En 2007, Madagascar a fixé l'âge matrimonial à 18 ans pour les filles comme pour les garçons. Mais dans les faits, sur une population globale de 28 millions d'habitants, l'Unicef estime que 3,5 millions de jeunes femmes malgaches se marient avant 18 ans. Un million d'entre elles seraient mariées avant leurs 15 ans. Vendredi, l'Institut français de Madagascar organisait un grand débat autour de ce phénomène de société.

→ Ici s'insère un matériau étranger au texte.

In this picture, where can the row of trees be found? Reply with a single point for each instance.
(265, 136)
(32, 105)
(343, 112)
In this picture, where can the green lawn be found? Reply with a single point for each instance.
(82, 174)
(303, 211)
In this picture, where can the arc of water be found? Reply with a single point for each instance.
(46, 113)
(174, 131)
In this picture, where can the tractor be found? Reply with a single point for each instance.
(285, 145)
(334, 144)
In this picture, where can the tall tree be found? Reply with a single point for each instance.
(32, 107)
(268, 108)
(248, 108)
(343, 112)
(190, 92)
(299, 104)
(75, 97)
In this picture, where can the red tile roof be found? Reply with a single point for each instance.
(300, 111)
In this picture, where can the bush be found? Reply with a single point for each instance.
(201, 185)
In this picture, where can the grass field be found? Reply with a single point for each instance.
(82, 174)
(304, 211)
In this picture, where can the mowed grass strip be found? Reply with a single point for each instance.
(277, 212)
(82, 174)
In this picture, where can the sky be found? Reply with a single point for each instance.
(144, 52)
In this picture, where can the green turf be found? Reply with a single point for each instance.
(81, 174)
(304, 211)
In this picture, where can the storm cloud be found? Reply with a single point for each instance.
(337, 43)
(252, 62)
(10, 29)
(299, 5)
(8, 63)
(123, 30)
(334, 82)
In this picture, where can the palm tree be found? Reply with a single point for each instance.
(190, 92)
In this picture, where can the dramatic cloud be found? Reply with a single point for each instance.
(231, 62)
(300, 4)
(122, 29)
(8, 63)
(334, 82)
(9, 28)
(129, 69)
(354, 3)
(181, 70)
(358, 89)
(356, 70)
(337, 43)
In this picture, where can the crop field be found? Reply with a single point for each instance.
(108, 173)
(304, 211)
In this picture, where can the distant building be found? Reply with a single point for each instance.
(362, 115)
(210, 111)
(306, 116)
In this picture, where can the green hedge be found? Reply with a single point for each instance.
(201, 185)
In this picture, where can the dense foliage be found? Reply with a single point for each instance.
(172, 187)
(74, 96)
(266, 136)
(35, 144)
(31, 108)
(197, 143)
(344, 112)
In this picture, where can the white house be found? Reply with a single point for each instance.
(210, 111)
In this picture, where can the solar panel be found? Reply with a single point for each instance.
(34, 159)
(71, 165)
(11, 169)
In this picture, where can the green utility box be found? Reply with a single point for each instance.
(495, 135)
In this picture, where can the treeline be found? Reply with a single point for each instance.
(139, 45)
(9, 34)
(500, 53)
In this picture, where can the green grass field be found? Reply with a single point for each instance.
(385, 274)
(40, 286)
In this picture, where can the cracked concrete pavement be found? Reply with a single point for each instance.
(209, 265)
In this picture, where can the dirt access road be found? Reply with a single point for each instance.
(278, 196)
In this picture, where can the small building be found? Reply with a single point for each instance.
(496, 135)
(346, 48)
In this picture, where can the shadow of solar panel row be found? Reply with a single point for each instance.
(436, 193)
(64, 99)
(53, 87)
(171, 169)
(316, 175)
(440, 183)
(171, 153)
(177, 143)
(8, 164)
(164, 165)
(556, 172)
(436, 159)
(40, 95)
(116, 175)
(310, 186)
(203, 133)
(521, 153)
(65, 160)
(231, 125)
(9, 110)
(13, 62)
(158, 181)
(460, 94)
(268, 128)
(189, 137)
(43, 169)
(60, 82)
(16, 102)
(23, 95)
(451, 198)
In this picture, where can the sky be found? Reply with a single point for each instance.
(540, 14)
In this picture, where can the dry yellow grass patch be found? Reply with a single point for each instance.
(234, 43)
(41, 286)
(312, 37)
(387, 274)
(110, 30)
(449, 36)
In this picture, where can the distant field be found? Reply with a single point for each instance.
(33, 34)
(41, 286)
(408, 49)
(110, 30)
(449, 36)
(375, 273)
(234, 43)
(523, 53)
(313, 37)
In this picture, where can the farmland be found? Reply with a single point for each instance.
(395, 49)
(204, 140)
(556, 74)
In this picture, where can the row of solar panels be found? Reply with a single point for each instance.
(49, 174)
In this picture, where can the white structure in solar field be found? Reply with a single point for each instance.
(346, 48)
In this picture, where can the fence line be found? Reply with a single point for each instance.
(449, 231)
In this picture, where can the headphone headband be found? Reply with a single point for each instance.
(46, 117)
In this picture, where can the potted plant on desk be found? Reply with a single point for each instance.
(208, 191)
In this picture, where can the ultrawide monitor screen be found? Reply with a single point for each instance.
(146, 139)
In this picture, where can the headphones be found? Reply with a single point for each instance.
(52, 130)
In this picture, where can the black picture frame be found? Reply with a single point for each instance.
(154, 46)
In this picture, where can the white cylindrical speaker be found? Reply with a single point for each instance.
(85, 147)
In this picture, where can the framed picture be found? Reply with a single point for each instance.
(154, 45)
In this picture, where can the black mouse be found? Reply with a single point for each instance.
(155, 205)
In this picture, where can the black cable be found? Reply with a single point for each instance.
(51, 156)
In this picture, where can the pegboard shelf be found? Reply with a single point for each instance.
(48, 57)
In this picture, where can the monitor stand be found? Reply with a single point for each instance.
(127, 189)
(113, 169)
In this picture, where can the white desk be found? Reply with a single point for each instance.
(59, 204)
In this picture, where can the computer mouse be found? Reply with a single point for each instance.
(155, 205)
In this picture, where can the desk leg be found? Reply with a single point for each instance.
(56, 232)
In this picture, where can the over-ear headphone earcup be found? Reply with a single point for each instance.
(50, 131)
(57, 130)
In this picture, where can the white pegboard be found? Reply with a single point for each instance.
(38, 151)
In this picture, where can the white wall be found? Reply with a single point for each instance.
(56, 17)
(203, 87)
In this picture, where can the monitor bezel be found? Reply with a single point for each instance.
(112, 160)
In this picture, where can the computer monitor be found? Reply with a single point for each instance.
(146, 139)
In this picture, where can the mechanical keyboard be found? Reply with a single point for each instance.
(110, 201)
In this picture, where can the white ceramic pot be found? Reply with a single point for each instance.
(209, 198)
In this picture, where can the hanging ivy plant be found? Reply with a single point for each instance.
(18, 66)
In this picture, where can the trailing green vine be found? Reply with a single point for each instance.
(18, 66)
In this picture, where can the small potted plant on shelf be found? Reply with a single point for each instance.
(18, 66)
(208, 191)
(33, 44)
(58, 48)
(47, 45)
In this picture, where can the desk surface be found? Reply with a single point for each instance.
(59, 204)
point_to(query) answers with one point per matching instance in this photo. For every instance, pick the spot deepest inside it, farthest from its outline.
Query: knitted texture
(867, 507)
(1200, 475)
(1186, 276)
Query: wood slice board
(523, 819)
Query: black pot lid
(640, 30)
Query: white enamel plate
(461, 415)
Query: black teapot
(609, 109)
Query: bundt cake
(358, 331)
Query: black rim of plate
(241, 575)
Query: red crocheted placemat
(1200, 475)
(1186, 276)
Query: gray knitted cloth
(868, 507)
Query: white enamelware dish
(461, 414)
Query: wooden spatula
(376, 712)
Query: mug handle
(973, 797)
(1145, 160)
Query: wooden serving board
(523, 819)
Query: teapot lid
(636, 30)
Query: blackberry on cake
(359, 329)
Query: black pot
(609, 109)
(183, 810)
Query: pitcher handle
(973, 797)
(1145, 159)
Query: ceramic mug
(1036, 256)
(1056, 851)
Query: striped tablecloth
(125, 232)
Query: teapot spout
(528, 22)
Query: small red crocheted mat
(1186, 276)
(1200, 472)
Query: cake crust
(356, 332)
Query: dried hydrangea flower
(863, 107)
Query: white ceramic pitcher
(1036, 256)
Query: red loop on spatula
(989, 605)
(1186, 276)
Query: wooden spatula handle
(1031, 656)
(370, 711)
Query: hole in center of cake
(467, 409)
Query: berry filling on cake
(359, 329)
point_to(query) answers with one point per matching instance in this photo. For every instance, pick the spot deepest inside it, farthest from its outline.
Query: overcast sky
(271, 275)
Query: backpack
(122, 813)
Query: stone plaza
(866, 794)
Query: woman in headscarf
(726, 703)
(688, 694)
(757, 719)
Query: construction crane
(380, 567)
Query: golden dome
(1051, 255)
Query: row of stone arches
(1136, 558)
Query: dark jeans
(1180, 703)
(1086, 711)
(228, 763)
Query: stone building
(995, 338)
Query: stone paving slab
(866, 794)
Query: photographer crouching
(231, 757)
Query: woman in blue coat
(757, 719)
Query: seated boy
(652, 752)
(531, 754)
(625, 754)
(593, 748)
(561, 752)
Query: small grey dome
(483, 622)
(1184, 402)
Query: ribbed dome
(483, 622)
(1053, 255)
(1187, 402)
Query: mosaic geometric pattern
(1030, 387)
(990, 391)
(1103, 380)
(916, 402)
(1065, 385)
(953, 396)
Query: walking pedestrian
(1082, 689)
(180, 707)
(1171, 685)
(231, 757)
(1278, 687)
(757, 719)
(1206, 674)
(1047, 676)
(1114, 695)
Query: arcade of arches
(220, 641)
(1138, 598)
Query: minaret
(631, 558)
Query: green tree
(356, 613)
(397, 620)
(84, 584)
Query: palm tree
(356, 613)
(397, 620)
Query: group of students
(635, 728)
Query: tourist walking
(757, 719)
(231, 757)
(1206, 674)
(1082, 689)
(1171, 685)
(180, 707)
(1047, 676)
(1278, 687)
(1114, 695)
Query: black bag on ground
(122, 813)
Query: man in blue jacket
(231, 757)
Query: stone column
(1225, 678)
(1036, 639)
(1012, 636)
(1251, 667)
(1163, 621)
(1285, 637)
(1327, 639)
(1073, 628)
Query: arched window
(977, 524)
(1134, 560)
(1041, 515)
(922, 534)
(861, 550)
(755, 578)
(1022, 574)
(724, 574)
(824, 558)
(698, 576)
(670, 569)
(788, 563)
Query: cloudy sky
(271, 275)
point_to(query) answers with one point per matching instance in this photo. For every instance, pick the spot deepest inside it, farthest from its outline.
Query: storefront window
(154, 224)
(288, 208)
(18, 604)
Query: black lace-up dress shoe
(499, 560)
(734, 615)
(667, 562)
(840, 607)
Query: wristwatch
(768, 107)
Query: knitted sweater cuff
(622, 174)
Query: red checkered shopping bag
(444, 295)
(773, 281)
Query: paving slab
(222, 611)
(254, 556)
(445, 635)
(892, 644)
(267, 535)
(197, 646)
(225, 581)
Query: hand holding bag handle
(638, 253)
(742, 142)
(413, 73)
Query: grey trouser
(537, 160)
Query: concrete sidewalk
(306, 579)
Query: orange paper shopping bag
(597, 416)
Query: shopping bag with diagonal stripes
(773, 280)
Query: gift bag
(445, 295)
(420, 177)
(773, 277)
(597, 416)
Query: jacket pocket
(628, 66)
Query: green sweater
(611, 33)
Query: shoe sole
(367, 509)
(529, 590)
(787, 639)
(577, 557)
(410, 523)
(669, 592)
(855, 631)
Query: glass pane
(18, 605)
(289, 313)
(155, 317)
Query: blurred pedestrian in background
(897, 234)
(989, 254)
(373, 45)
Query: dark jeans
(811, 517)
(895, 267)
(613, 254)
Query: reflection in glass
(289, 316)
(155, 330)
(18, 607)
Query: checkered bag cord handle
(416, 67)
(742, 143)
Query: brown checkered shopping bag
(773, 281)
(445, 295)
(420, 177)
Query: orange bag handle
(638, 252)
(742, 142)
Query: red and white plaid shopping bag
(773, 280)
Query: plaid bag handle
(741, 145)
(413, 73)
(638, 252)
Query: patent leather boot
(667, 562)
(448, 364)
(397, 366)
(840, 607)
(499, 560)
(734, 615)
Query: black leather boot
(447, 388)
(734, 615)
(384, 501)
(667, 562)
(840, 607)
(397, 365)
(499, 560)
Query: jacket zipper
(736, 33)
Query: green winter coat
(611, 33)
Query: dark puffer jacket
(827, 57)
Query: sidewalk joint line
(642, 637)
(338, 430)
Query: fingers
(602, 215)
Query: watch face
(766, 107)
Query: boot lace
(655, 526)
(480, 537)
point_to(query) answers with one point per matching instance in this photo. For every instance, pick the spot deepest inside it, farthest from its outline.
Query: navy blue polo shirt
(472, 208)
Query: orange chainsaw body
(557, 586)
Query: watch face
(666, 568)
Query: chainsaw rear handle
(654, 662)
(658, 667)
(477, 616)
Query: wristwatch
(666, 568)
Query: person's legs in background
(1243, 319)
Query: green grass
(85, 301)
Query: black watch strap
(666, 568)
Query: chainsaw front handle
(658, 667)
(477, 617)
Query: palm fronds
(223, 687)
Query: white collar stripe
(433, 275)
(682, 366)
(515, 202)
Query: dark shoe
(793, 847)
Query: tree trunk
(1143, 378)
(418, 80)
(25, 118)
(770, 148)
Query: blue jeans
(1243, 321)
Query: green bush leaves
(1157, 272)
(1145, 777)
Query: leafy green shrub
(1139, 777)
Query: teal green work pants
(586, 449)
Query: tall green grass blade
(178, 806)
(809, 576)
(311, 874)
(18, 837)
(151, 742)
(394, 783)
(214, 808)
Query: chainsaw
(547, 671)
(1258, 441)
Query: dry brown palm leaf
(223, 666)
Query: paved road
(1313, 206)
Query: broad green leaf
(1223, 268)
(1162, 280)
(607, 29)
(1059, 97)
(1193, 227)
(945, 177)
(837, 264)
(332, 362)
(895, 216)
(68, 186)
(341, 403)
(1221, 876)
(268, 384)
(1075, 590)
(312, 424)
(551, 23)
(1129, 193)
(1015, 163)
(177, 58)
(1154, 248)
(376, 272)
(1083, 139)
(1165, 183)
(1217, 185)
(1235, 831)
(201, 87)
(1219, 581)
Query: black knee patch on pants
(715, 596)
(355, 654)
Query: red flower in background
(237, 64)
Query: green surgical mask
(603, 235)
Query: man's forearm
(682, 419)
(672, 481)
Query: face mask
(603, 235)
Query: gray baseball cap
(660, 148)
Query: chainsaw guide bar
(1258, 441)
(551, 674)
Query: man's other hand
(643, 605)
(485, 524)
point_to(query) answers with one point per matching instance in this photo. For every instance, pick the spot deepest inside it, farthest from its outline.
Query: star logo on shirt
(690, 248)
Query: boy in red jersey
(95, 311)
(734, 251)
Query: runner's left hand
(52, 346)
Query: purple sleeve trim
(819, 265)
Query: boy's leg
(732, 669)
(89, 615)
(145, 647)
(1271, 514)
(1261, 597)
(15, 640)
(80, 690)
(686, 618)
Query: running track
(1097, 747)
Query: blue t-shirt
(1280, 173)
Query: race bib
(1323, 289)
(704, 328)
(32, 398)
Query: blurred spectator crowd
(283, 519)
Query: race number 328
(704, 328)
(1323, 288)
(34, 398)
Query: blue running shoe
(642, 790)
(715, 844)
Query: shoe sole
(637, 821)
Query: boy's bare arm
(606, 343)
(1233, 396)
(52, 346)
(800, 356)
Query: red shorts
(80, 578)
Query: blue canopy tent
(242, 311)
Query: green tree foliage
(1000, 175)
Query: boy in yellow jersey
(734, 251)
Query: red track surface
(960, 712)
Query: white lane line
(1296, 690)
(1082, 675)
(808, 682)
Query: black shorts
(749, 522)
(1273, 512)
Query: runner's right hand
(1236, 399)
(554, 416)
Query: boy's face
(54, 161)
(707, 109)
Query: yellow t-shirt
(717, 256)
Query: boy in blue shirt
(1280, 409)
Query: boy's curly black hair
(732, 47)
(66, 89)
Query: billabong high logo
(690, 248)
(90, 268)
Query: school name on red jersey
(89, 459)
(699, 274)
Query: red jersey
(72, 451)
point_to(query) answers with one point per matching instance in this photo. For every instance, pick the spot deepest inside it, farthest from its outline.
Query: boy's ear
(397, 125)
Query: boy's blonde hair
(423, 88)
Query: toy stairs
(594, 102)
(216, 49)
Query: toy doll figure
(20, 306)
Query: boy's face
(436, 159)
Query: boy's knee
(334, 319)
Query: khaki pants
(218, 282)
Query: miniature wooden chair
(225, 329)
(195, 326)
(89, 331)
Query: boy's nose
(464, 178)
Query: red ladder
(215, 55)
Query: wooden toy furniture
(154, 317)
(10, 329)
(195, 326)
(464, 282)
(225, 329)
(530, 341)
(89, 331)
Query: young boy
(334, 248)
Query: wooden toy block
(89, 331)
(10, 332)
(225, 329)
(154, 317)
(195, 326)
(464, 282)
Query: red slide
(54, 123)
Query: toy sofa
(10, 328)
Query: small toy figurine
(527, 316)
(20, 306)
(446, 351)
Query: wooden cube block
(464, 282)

Pour lutter contre le mariage forcé, la Grande Île s'est dotée en 2015 d'une loi des plus répressives du continent africain, « la loi relative à la lutte contre la traite des êtres humains », explique l'une des intervenantes du débat, Rose de Lune Rejojoarisoa, juge des enfants et membre du comité de réforme des textes relatifs aux droits de l'enfance. « Elle réprime le mariage forcé dont celui d'un enfant constitue une circonstance aggravante. Cette loi réprime aussi plus sévèrement les complices - ceux qui ont proposé l'enfant, ceux qui ont incité au mariage, contribué à constituer le financement, etc - que les parents », ajoute-t-elle.
« Faire évoluer les mentalités »
Des complices qui risquent aujourd'hui entre 1 et 10 ans de prison. Des sanctions cependant rarement appliquées. Pour faire bouger les lignes, Maitre Olivia Rajerison, militante pour les droits des enfants, estime que le pays doit « se saisir de ce qui fonctionne » et « faire évoluer les mentalités ».
Pour cela, une chose en laquelle elle croît, « c'est l'impact des réseaux sociaux sur la société et de cette grande sensibilisation de masse pour pouvoir faire en sorte que ces parents ne pensent pas au mariage forcé comme une solution économique pour s'en sortir ou, tout simplement, comme un suivi des traditions, explique-t-elle. Et d'ajouter : « Il faut maintenant profiter de l'essor des réseaux sociaux pour pouvoir vulgariser, rendre les textes accessibles, intelligibles, compréhensibles à tous » car « on a besoin d'une population éduquée, épanouie. »
Depuis la pandémie, les mariages forcés ont explosé sur l'île, du fait de la paupérisation de la population et ne concernent plus seulement la brousse. Dans la capitale, de nombreux cas ont été recensés ces deux dernières années.